Pho soup broth is addictive and the quality of the beef is good; the cold noodles are nothing special. Be warned – you won’t get served much after 7pm

Open for a little more than a month, Brass Spoon has already gained quite a following through word of mouth. The owner was raised in France and is part Vietnamese; he learned about Vietnamese food by working with a chef of a popular restaurant. He then started his own restaurant on Moon Street, Wan Chai, selling a couple of hearty staples.

The brightly lit 18-seater has a sleek grey interior with brass and marble details. The menu is short and resembles the order sheet in a ramen shop; you can customise your bowl of pho or bun. The service is friendly and the waiter was happy to help us with the menu.

We loved the pho bo (beef noodles), which comes with a choice of thin slices of raw shoulder (HK$88) or cooked brisket (HK$82) or both; we opted for the half and half (HK$85). You can also order extra toppings such as tendon (HK$12), beef ball (HK$12) and house-made Vietnamese sausage (HK$10), although the latter was sold out during our visit.

The quality of the silky noodles and beef are good – both the raw and cooked beef slices are melt-in-the-mouth tender. But the light gold broth is even more addictive. It takes 12 hours to make and is pure and flavourful. It is on the light side, but perhaps that is why we could keep drinking it with the shop’s namesake brass spoon.

Given how gratifying the pho was, the bun (cold vermicelli with toppings) was comparatively average, although all the details they put in still make it a nice option for those who don’t eat beef. The strongly flavoured grilled pork belly (HK$78) had a puffy texture that was balanced by the crunchy vegetables, bouncy vermicelli and garlicky nuoc cham ( dipping sauce).

Other options for the bun include lemon grass chicken (HK$80) and spring rolls (HK$78).
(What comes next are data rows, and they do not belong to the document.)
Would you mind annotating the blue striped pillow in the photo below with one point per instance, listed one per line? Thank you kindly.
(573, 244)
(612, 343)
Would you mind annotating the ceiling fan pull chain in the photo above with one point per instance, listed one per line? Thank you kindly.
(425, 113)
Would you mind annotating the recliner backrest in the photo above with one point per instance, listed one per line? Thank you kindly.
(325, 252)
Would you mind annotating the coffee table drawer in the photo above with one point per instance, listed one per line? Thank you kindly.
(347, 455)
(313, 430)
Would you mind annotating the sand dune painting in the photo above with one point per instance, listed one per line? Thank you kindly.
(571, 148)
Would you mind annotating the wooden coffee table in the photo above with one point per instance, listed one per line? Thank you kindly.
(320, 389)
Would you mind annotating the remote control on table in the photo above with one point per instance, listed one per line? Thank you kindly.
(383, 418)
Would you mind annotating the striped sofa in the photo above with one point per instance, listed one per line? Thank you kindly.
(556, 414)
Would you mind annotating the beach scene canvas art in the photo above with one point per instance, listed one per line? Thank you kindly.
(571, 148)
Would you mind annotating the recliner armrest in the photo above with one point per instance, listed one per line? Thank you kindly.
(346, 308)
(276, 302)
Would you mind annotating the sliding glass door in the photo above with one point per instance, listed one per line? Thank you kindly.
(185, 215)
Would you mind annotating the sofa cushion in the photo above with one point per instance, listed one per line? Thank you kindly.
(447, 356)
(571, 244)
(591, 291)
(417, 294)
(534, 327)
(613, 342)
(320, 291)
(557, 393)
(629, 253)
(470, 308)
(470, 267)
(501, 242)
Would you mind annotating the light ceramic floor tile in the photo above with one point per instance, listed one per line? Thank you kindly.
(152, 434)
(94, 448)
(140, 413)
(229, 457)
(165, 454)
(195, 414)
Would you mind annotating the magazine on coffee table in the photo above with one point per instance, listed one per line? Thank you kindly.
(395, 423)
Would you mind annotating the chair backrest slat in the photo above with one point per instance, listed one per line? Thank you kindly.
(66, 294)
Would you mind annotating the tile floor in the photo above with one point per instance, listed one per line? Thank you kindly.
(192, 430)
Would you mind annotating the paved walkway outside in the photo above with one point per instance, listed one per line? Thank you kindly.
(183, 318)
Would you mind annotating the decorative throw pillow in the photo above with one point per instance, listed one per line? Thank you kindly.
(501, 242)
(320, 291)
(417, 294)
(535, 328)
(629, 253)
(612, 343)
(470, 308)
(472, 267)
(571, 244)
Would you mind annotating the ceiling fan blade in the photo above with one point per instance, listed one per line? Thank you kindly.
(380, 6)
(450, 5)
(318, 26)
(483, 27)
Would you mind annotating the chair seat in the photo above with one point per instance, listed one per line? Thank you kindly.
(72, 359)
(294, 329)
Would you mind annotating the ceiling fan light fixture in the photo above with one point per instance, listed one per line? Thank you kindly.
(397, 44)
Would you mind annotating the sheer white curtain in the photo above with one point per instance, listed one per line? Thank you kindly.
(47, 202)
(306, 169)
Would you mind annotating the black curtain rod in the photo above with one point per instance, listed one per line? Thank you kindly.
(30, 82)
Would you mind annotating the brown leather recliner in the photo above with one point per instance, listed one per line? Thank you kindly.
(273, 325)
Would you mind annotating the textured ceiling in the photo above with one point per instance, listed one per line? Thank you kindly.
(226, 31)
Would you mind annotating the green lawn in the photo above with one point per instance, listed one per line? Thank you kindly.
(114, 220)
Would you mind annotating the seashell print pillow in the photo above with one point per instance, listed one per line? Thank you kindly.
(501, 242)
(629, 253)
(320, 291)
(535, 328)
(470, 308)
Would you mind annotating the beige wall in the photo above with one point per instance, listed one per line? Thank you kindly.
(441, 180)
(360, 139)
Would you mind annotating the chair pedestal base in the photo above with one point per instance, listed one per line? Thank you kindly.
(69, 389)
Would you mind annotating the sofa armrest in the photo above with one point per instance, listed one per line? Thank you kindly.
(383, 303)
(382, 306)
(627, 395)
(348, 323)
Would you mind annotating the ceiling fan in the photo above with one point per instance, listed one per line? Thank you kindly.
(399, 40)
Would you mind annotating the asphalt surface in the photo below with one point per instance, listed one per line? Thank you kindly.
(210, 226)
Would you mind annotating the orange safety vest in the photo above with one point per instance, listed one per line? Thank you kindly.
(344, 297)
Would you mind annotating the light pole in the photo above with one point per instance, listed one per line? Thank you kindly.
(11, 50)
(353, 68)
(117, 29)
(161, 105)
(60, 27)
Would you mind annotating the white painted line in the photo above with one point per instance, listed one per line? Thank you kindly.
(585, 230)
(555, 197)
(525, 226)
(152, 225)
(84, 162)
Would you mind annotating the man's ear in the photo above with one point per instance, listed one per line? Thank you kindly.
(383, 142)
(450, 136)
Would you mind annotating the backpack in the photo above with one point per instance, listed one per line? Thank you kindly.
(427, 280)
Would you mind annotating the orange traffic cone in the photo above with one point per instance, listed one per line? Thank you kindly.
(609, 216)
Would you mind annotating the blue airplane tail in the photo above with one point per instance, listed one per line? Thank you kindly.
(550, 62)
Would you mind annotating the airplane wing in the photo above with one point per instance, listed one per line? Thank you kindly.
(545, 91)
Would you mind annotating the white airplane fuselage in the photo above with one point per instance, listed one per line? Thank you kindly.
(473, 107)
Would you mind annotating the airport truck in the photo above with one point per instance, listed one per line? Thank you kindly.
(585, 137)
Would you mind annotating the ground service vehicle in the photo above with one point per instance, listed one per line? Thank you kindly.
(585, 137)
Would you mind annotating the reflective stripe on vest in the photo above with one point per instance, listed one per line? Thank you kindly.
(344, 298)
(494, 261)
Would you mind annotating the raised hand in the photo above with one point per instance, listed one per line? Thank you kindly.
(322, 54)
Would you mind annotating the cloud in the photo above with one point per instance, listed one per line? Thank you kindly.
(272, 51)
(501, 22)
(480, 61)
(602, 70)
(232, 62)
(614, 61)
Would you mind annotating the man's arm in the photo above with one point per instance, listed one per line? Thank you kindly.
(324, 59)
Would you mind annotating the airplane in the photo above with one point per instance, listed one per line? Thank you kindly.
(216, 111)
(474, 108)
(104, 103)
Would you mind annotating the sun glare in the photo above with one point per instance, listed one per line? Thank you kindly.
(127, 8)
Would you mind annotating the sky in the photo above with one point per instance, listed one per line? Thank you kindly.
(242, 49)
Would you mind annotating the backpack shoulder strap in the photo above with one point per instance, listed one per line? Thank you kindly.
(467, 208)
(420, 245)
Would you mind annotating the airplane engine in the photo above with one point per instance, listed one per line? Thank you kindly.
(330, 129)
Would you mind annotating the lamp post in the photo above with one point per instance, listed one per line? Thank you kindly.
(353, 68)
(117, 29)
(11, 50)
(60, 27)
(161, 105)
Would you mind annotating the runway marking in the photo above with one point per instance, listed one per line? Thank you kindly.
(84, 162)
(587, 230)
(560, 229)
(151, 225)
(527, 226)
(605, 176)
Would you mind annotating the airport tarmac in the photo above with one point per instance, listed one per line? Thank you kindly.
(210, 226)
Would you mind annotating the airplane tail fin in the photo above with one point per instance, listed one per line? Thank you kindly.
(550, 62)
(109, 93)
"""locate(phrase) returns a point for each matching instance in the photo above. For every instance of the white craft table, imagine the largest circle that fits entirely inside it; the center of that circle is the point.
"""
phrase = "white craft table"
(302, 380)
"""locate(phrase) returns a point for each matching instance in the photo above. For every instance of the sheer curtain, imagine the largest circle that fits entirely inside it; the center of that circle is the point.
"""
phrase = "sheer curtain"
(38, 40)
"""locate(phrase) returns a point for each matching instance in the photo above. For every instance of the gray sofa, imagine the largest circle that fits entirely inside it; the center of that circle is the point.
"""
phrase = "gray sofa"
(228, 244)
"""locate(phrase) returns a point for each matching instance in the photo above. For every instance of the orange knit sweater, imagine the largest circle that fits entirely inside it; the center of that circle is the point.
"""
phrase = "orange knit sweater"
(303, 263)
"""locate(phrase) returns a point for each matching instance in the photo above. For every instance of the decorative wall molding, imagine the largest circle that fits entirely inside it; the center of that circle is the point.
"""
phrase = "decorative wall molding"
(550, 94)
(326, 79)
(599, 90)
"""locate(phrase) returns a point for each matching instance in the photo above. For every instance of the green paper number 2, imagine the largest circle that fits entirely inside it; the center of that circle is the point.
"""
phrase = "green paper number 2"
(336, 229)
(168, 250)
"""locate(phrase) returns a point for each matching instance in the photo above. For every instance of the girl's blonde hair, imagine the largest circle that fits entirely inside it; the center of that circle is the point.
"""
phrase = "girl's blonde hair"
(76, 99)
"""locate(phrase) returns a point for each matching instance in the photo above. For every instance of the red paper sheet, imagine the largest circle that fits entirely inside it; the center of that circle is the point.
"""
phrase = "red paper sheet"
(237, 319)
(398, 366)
The spring rolls (HK$55) can also be ordered as an appetiser – they are crunchy with a generous amount of well-seasoned fillings. Banh mi sandwiches, which come with Vietnamese sausage (HK$55), chicken (HK$58) or pork belly (HK$60), are for takeaway only.

The night we visited, quite a few costumers who came after the last order time at 7pm were turned away. They were shocked at how early the shop closes, but the server explained that with so much prep work and most of the items made from scratch, that is the latest they could stay open.